The glycemic index, more commonly known as GI, ranks carbohydrate foods according to their effect on glucose levels in the blood. High GI foods are absorbed rapidly and lead to a quick rise in blood glucose levels.
On the other hand, low GI foods are broken down more gradually. This leads to blood glucose levels that are more stable.This can help avoid a seesaw effect with fluctuations in both mood and energy.
Low GI foods release energy more slowly because they take longer to digest. This can give the feeling of being "full" for longer which decreases the need for snacks.
High GI foods, on the other hand, can lead to wildly fluctuating blood sugar levels, which in turn, can cause the pancreas to overproduce insulin. This can lead to illnesses such as Syndrome X, hypoglycemia, and type II diabetes. There is also research which suggests that lower GI diets help improve levels of 'good' cholesterol, which can help reduce the risk of heart disease.
Most low GI diets don't restrict you to only eating low GI foods, but usually prompt you to add more foods with a low glycemic index in your diet. Simply adding a low GI food to a meal, has the effect of lowering the glycemic index for the whole meal. In particular, active people should use of balance of high and low GI foods to make sure they have optimal energy stores for exercise.
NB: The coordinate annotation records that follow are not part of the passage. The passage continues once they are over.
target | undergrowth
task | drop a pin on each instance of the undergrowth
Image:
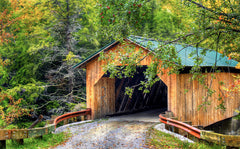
(48, 141)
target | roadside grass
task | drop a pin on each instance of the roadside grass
(48, 141)
(158, 140)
High glycemic index foods include many carbohydrates such as bread, pasta, rice, serial and baked goods. Low glycemic index foods tend to include fruits, vegetables, whole grains and legumes. However, within these broad categories there are differences. For example, bananas and potatoes would be classified as having a mid-range glycemic index.
Other factors, such as the methods used to cook food can affect GI levels.
While GI is useful, you need to be sensible. For example, chocolate is a low GI food, but it is not the best food to add to your diet.
Nevertheless, GI can be a useful tool for selecting between foods that have low levels of saturated fat and are nutrient-rich.